Bottom Line: Additionally, MM were taken by trained personnel according to WHO guidelines.Body measures were higher in AM compared to MM but both measurements were strongly correlated (WC, men, difference = 1.5 cm, r = 0.97; women, d = 4.7 cm, r = 0.96; HC, men, d = 2.3 cm, r = 0.97; women, d = 3.0 cm; r = 0.98).Reliability was high for all AM (nearly all ICC>0.98).

View Article: PubMed Central - PubMed

Affiliation: Molecular Epidemiology Group, Max Delbrueck Center for Molecular Medicine (MDC), Berlin, Germany.

ABSTRACT

Objective: Body surface scanners (BS), which visualize a 3D image of the human body, facilitate the computation of numerous body measures, including height, waist circumference (WC) and hip circumference (HC). However, limited information is available regarding validity and reliability of these automated measurements (AM) and their correlation with parameters of the Metabolic Syndrome (MetS) compared to traditional manual measurements (MM).

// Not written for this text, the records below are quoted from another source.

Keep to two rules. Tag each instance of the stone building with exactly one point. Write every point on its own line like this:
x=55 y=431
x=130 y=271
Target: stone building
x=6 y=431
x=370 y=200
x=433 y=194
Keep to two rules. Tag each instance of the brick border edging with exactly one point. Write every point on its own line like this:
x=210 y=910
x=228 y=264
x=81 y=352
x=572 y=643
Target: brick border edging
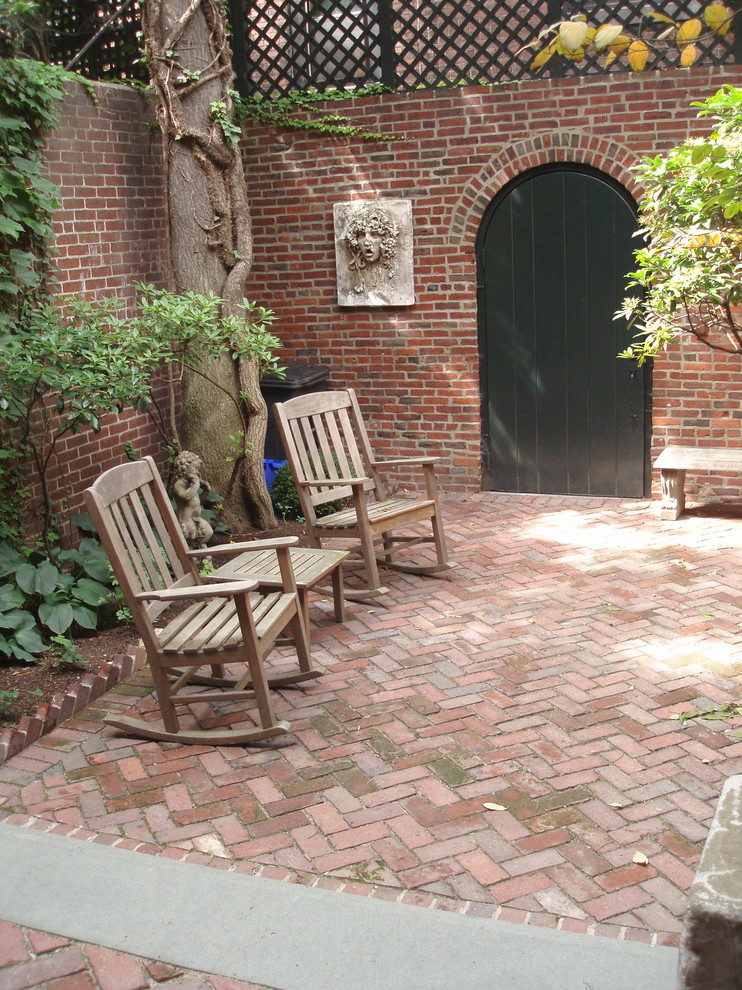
x=64 y=705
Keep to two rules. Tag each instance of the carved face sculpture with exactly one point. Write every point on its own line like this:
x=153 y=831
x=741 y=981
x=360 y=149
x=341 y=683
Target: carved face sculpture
x=369 y=244
x=372 y=236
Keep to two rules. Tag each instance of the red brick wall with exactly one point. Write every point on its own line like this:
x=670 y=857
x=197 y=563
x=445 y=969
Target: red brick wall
x=417 y=368
x=110 y=233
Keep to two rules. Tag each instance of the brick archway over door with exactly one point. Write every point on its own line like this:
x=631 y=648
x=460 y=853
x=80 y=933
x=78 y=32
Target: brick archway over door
x=578 y=147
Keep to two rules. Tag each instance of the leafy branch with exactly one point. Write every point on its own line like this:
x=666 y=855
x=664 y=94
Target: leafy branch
x=576 y=39
x=284 y=112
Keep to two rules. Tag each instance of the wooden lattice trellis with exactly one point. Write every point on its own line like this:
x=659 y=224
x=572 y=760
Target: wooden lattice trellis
x=282 y=46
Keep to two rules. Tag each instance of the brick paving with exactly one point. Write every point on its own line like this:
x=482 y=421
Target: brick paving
x=38 y=960
x=495 y=741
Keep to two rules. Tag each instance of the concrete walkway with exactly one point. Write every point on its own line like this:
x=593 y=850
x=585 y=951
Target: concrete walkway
x=292 y=937
x=497 y=744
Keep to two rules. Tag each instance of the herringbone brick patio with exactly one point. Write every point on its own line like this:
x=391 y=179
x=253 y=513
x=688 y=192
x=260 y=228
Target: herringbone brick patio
x=496 y=741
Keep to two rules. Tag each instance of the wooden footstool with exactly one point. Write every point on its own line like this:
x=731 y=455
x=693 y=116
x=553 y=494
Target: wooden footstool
x=310 y=568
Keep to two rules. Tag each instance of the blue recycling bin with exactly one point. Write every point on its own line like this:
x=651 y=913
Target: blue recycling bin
x=300 y=380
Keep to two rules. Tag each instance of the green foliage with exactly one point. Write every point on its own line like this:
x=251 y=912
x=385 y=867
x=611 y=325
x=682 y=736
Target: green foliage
x=28 y=91
x=283 y=111
x=6 y=701
x=690 y=272
x=68 y=364
x=42 y=597
x=222 y=115
x=64 y=654
x=174 y=326
x=723 y=712
x=285 y=497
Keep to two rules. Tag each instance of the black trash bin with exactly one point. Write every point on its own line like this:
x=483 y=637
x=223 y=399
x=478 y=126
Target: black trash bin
x=300 y=380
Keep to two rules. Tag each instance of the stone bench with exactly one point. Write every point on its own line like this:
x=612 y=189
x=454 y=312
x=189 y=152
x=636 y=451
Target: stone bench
x=674 y=461
x=711 y=943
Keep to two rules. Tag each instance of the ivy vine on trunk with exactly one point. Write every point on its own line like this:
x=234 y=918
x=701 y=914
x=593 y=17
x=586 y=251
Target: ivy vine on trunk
x=211 y=242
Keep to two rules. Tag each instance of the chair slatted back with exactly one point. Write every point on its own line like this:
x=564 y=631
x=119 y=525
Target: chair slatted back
x=325 y=439
x=140 y=532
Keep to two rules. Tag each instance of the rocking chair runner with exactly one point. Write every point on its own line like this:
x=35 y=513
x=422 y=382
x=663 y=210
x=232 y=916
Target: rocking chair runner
x=330 y=457
x=220 y=624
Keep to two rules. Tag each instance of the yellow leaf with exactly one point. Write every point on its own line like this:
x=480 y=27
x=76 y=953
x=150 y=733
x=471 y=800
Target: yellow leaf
x=606 y=35
x=572 y=34
x=541 y=59
x=688 y=55
x=638 y=55
x=718 y=18
x=621 y=44
x=689 y=30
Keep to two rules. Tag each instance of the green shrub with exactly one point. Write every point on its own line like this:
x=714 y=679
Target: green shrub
x=285 y=497
x=42 y=598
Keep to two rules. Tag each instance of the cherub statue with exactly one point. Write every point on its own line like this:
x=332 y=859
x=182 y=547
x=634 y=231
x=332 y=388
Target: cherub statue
x=187 y=483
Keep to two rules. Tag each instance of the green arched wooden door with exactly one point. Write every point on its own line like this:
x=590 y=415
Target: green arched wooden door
x=561 y=414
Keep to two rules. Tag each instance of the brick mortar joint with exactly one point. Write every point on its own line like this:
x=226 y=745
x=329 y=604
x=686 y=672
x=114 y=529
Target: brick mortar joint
x=48 y=715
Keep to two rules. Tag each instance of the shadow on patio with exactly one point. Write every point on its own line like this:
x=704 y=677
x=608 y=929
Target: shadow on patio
x=494 y=742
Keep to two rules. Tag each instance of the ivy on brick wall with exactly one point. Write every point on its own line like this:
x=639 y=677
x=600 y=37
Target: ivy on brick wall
x=28 y=94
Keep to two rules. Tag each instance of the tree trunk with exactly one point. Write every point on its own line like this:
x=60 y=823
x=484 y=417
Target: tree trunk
x=190 y=65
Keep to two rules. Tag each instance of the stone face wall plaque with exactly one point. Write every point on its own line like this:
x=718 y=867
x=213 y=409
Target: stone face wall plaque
x=373 y=252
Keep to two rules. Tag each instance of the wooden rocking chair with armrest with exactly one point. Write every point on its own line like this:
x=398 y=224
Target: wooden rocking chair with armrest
x=215 y=625
x=328 y=451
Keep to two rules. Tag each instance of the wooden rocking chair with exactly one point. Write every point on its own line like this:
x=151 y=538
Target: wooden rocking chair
x=214 y=625
x=330 y=457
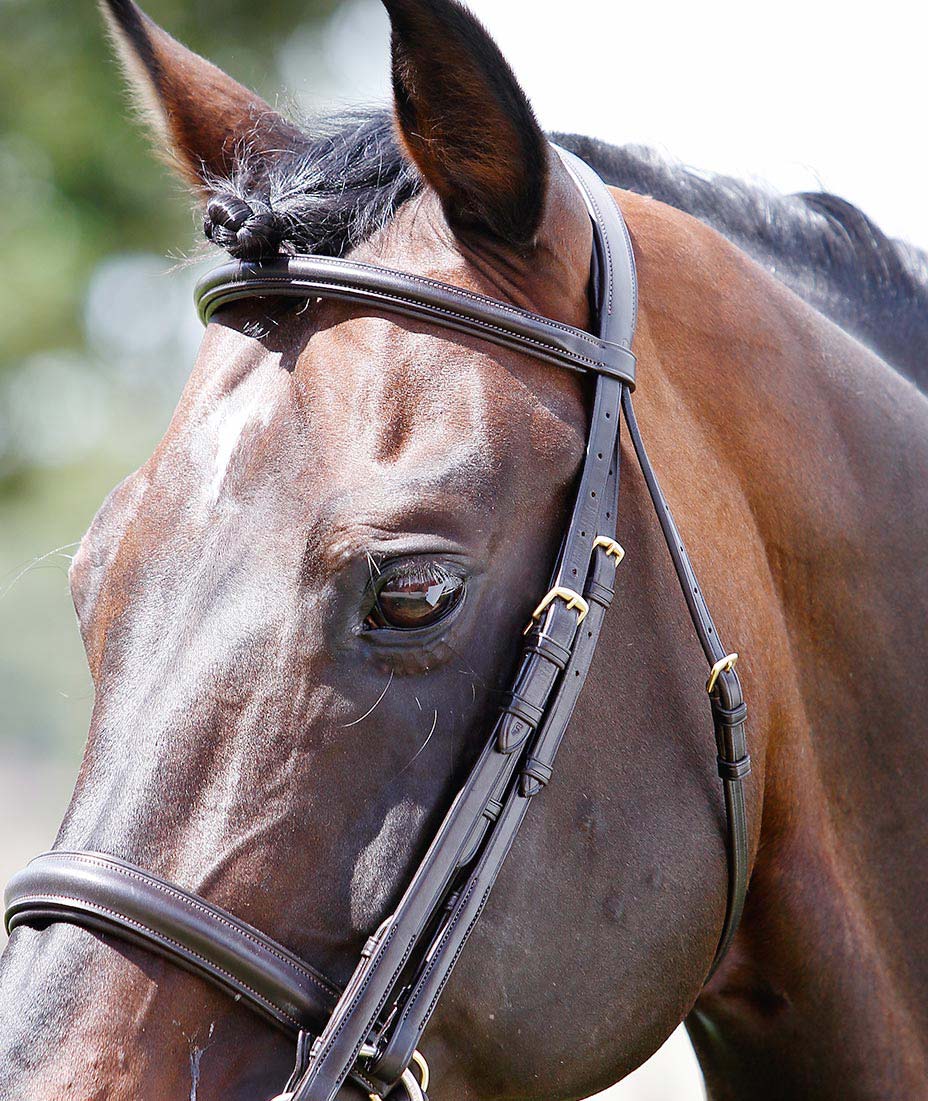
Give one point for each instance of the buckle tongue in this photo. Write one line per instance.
(574, 601)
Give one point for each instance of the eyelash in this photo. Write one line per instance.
(424, 574)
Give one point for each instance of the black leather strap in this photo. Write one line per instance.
(414, 296)
(90, 889)
(729, 710)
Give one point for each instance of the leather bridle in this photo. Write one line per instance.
(372, 1028)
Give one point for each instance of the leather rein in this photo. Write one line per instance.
(371, 1029)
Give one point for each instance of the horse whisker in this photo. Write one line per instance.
(371, 710)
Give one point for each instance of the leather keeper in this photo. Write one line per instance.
(545, 646)
(599, 593)
(734, 770)
(729, 718)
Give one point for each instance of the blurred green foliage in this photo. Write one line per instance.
(75, 172)
(82, 191)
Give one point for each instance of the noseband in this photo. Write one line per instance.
(371, 1029)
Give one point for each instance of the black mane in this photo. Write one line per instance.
(340, 188)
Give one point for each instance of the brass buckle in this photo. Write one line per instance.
(610, 546)
(723, 665)
(574, 601)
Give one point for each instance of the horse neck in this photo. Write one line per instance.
(790, 455)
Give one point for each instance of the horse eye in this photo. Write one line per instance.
(414, 596)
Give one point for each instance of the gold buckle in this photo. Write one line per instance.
(574, 601)
(610, 546)
(415, 1089)
(723, 665)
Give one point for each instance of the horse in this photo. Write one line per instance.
(302, 611)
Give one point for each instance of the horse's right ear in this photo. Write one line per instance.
(202, 118)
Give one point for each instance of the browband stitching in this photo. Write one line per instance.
(457, 291)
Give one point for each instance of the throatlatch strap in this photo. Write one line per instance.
(729, 709)
(488, 813)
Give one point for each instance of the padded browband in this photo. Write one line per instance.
(96, 891)
(306, 276)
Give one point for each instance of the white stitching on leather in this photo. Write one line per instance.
(204, 907)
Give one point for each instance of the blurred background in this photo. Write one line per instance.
(97, 328)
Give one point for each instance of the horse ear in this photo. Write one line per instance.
(466, 122)
(203, 119)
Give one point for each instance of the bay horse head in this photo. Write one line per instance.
(302, 611)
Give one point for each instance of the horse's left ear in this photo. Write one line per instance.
(466, 121)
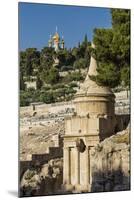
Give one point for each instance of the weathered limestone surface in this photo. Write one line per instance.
(109, 170)
(93, 121)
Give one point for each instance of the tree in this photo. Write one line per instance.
(53, 76)
(113, 49)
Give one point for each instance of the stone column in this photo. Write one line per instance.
(87, 167)
(77, 170)
(66, 166)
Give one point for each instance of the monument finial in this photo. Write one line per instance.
(93, 65)
(56, 29)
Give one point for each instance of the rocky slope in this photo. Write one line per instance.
(46, 180)
(110, 164)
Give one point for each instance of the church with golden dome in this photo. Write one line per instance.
(56, 42)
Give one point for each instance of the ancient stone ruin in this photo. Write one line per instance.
(88, 156)
(93, 121)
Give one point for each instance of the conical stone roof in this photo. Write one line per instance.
(90, 87)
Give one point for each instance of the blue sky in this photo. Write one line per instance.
(38, 21)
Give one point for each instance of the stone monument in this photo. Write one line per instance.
(93, 121)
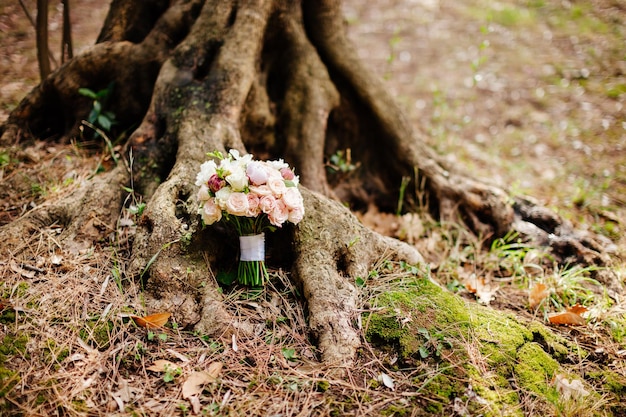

Methods: As part of a cross-sectional feasibility study, AM of WC, HC and height were assessed twice in 60 participants using a 3D BS (VitussmartXXL). Additionally, MM were taken by trained personnel according to WHO guidelines. Participants underwent an interview, bioelectrical impedance analysis, and blood pressure measurement. Blood samples were taken to determine HbA1c, HDL-cholesterol, triglycerides, and uric acid. Validity was assessed based on the agreement between AM and MM, using Bland-Altman-plots, correlation analysis, and paired t-tests. Reliability was assessed using intraclass correlation coefficients (ICC) based on two repeated AM. Further, we calculated age-adjusted Pearson correlation for AM and MM with fat mass, systolic blood pressure, HbA1c, HDL-cholesterol, triglycerides, and uric acid.

Results: Body measures were higher in AM compared to MM but both measurements were strongly correlated (WC, men, difference = 1.5 cm, r = 0.97; women, d = 4.7 cm, r = 0.96; HC, men, d = 2.3 cm, r = 0.97; women, d = 3.0 cm; r = 0.98). Reliability was high for all AM (nearly all ICC>0.98). Correlations of WC, HC, and the waist-to-hip ratio (WHR) with parameters of MetS were similar between AM and MM; for example the correlation of WC assessed by AM with HDL-cholesterol was r = 0.35 in men, and r = -0.48 in women, respectively whereas correlation of WC measured manually with HDL cholesterol was r = -0.41 in men, and r = -0.49 in women, respectively.

Conclusions: Although AM of WC, HC, and WHR are higher when compared to MM based on WHO guidelines, our data indicate good validity, excellent reliability, and similar correlations to parameters of the MetS.